Seated at the back and strapped down by two pairs of seatbelts, I take off in a twin-engine cargo aircraft, a US Navy Greyhound, to land on the deck of the planet’s largest warship — the US Navy’s Ronald Reagan. After flying for about 45 minutes, Lieutenant ‘Shady’ Degroot, my pilot, has to slow down from more than 160 kph to zero within seconds. (Among the other catchy nicknames that I’ve encountered over time are ‘Loveless’, ‘Nasty’, ‘Party Boy’ and ‘Shooter’. The whackier ones, though, cannot be spelt out in this ‘family newspaper’.) The touchdown has to be on a warship that’s heaving up and down several feet on the monstrous swells of the Arabian Sea.

If the aircraft’s tail misses the cable stretched across the pitching deck to reduce the speed down to zero, Shady would have to do a “touch and go” and loop around in air to try again. Some two years ago, a Hornet fighter plane had crashed off the Australian coast while attempting a night landing aboard this ship. But, in a flash, Shady manages to thump his plane on the flight deck and bring it to a screeching halt. It marked my second ‘controlled crash’ aboard an American supercarrier. The first such heart-in-mouth moment came last year, aboard the USS Nimitz.

An urban maze

The safety goggles and helmets removed, Lieutenant Ron Flanders hauls us away to the ship’s wardroom (officer’s mess) for a quick bite before we begin a gruelling, six-hour guided tour of the nuclear-powered warship that’s equipped to sail for 25 years without refuelling.

It’s easy to get lost on a warship this size, a 23-storeyed floating city carrying more than 5,500 sailors and displacing around 1,00,000 tonnes of water. Its length, at 1,092 feet, matches the height of the Empire State Building.

At the wardroom that’s adorned with blow-ups of former US President Ronald Reagan, I go for the chicken popeye, cold cuts and hash browns. Over 15,000 meals are served on the warship daily, and sailors consume up to 1,200 litres of milk along with 200 loaves of bread.

When not working 12-hour shifts or lazing about in a bunk, a sailor might be using the Navy cash card to buy a DVD or Hershey’s Kisses from a crammed ‘supermarket’. Those who frequently consume the fresh cookies served in the mess decks tend to hit the treadmill more often than others — nobody wants to fail the physical readiness test.

Rumble on the flight deck

Walking past a cabin reserved for the US President, we climb up ladders to reach the 4.5-acre main deck to watch flight operations. The safety goggles, helmet and life vest are back on. The jet blast from a Super Hornet revving at the catapult almost knocks us down. Then the fighter plane takes off from a runway of just 300 feet in length. It would have required 6,000 feet of runway to take off without the catapult. Sparks fly in the air as the one descending fighter’s tail slams into the first of the three cables. The heat of the jet blasts gets oppressive. The supercarrier is capable of launching two fighters any minute. In all, it costs $1 million a day to operate this ship.

The crew’s cut

Sailors working on the flight deck include young women with an average age of just 22. They work alongside their male colleagues in all capacities and account for a fifth of the crew. The sleeping areas — that are lodged between a runway and two nuclear reactors — are separated by gender. In the maintenance section, we bump into two sailors of Indian origin.
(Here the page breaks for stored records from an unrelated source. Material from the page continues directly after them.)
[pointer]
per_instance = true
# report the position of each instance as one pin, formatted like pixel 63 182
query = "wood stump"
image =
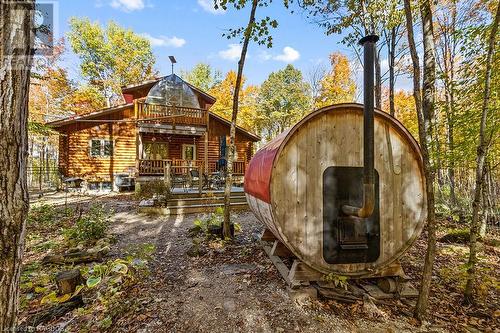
pixel 67 281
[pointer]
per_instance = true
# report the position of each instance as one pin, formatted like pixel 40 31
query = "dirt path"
pixel 234 288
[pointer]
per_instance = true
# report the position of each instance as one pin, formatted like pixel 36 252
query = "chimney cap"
pixel 369 38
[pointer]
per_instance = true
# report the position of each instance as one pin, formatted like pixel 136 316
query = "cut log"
pixel 52 313
pixel 67 281
pixel 387 285
pixel 72 258
pixel 280 250
pixel 268 236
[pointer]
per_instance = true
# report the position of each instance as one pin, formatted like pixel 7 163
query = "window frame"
pixel 184 146
pixel 102 145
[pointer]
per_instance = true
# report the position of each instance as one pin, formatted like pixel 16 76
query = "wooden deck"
pixel 158 167
pixel 174 115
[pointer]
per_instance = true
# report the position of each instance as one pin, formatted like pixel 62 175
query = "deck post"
pixel 166 177
pixel 205 161
pixel 200 183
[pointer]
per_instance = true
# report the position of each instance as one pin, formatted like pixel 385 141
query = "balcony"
pixel 157 167
pixel 171 115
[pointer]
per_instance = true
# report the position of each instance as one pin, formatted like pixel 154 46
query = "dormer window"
pixel 173 91
pixel 101 148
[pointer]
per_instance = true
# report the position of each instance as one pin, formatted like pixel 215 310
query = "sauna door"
pixel 348 239
pixel 155 150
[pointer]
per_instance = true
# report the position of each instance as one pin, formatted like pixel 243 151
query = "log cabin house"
pixel 163 122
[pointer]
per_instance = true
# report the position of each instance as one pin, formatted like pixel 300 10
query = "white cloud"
pixel 264 55
pixel 128 5
pixel 208 6
pixel 289 55
pixel 232 52
pixel 164 41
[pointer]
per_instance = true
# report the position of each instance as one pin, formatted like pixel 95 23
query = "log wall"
pixel 333 136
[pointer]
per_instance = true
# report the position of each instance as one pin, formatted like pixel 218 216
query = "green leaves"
pixel 93 281
pixel 257 31
pixel 111 56
pixel 284 98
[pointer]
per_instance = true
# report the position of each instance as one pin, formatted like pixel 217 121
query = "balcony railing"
pixel 157 167
pixel 174 115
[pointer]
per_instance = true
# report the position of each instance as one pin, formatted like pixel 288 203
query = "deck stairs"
pixel 190 203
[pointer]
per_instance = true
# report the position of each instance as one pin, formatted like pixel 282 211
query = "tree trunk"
pixel 232 135
pixel 392 55
pixel 378 81
pixel 16 45
pixel 482 151
pixel 425 109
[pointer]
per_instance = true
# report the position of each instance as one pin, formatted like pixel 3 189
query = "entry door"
pixel 155 150
pixel 189 152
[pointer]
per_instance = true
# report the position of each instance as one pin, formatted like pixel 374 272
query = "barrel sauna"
pixel 297 184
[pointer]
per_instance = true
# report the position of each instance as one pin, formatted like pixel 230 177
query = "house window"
pixel 100 186
pixel 189 152
pixel 101 148
pixel 155 151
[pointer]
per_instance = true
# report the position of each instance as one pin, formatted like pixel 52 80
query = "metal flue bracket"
pixel 369 48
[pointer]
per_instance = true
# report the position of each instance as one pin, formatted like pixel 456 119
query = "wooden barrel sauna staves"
pixel 297 182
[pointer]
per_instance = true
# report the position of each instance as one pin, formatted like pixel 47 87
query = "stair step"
pixel 206 200
pixel 202 208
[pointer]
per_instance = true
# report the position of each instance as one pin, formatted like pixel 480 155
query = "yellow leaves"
pixel 224 91
pixel 337 86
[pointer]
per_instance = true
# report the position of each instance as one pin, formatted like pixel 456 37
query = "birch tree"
pixel 482 151
pixel 16 43
pixel 424 103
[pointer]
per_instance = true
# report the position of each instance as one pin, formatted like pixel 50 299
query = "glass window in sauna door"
pixel 155 151
pixel 189 152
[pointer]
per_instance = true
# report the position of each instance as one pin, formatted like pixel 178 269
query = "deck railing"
pixel 179 166
pixel 175 115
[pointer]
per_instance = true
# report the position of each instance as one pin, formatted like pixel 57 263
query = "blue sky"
pixel 192 31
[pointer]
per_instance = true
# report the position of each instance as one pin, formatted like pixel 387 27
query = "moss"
pixel 460 236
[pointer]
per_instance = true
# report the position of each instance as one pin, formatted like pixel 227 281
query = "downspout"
pixel 366 210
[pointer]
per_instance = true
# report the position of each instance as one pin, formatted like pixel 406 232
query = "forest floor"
pixel 234 287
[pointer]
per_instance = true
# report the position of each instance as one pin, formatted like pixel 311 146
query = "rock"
pixel 229 305
pixel 196 251
pixel 67 281
pixel 103 242
pixel 302 295
pixel 147 203
pixel 73 250
pixel 233 269
pixel 371 309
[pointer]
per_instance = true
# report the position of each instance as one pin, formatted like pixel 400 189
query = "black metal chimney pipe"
pixel 368 43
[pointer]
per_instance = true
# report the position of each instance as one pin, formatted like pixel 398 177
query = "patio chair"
pixel 178 179
pixel 208 182
pixel 195 177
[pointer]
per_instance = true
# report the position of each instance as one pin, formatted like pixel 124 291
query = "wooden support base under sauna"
pixel 391 282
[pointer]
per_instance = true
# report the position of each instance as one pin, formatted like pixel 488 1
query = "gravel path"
pixel 231 288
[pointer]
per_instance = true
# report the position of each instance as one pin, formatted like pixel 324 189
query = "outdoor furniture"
pixel 207 182
pixel 178 180
pixel 195 177
pixel 218 179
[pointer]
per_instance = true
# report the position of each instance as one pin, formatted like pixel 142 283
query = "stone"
pixel 233 269
pixel 302 295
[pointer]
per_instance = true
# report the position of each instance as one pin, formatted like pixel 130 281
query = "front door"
pixel 189 152
pixel 155 150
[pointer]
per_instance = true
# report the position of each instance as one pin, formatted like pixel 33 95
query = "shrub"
pixel 91 226
pixel 42 215
pixel 152 189
pixel 460 236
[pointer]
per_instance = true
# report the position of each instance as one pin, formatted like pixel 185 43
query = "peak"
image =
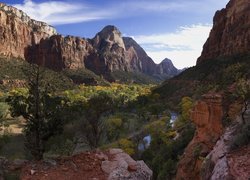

Confinement on a warship is quite stifling, even if it’s on a ship as big as this one. Life on the Nimitz, a ship of the same size, seemed a bit different somehow. Maybe my view is clouded by the fact that there I’d found members of an on-board rock band called Unnecessary Bacon.

At the end of the six hours, a plane waits to take us back to Goa, where we started from. I recall my first ‘catapult takeoff’ from the Nimitz. No matter how hard you clutch the armrests or how hard you press your feet against the seat in front, there’s no way you can dodge the sensation of being flung into the deep end.